Philippines : un tribunal ordonne l’arrestation de la vice-présidente Sara Duterte après des menaces contre Marcos

Philippines : un tribunal ordonne l’arrestation de la vice-présidente Sara Duterte après des menaces contre Marcos

La justice philippine a ordonné vendredi l’arrestation de la vice-présidente Sara Duterte, accusée d’avoir menacé de faire assassiner le président Ferdinand Marcos Jr., son épouse et son cousin. Cette nouvelle procédure judiciaire accentue la pression sur la fille de l’ancien président Rodrigo Duterte, déjà visée par une procédure de destitution au Sénat.

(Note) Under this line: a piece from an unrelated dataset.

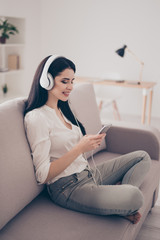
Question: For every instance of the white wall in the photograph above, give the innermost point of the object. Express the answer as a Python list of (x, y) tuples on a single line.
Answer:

tribunal de Quezon City, dans la région métropolitaine de Manille, a délivré vendredi un mandat d’arrêt contre la vice-présidente philippine Sara Duterte. La décision intervient après le rejet par les juges d’une demande de ses avocats visant à retarder la procédure.

Sara Duterte est poursuivie pour trois chefs d’accusation de « menaces graves », liés à des déclarations faites en novembre 2024. À l’époque, elle avait affirmé avoir engagé un tueur à gages pour éliminer le président Ferdinand Marcos Jr., son épouse ainsi que son cousin Martin Romualdez, alors président de la Chambre des représentants, dans l’éventualité où elle-même serait assassinée.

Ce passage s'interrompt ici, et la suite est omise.